The Guardian has a piece on British actress Natascha McElhone and her new book After you, a collection of her journal entries about the sudden death of her husband two years ago.
This particular bit caught our attention:
She started writing to Kelly almost immediately, as a release and an effort to contain her grief out of sight of her children; Theo, the eldest at eight, had asked her not to cry in front of him. The early entries are full of the derangements of a mind in shock; one of the first things that crossed her mind after hearing the news was a hope that the windows in their London home were shut, so that nothing of Kelly’s spirit could escape. Later, when she returned home, there was, she writes, such a palpable sense of him – the shirt on the door; the lingering smell – that “there is a period of time where I think, someone is still buzzing; there is a reverberation of them around you that you clasp, latch on to, in the hope that it will materialise into something more than a vibration. And of course it never does. There’s that hope. It’s very irrational. And you know it is. But it still gives a sense of comfort or relief.” These are things she could record only in the knowledge that she was “writing to someone who’s not around and you’re not going to get a response”.

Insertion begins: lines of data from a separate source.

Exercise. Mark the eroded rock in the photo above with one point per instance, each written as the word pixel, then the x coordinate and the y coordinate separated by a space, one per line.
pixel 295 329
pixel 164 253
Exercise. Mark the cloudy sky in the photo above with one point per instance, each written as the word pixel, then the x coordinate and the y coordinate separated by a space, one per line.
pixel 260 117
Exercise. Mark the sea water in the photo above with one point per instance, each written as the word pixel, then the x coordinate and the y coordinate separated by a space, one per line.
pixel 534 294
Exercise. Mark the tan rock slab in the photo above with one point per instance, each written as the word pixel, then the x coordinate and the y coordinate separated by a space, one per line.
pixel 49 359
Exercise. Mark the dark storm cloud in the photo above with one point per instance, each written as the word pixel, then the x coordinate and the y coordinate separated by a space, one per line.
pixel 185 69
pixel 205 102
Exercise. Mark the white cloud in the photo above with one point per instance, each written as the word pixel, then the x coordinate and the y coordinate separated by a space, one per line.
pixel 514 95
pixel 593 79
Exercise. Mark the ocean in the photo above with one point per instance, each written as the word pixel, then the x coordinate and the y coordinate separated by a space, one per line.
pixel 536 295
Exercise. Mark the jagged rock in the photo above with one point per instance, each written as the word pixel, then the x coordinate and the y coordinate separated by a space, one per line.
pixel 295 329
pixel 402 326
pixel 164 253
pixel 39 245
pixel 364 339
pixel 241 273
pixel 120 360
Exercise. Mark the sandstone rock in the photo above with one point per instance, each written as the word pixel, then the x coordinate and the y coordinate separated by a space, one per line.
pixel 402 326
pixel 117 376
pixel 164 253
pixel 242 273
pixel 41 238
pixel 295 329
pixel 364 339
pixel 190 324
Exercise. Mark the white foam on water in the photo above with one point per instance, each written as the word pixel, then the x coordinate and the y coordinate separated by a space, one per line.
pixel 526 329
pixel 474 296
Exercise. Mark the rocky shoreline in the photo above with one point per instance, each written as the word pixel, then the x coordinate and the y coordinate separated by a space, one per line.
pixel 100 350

Interestingly, McElhone’s oldest son also took to writing, creating a poem about his father and Rex, his baby brother. It helped end a particular cycle in their grief:
McElhone’s eldest son wrote a poem “about Martin’s soul flying out of one window and coming through another into Rex’s”. She has tried to mimic their childish ability to live in the moment. “If there’s anything good [that's come out of it] I think it’s that I don’t have any expectations. I had quite a lot, when I was younger. Living with very limited expectations is a much more immediate way of living.
Writing is not only cathartic, but it creates a tangible artifact of our feelings. Something we can observe, outside of ourselves, and possibly manage. Reading about pain gives us perspective. Writing about it can heal us.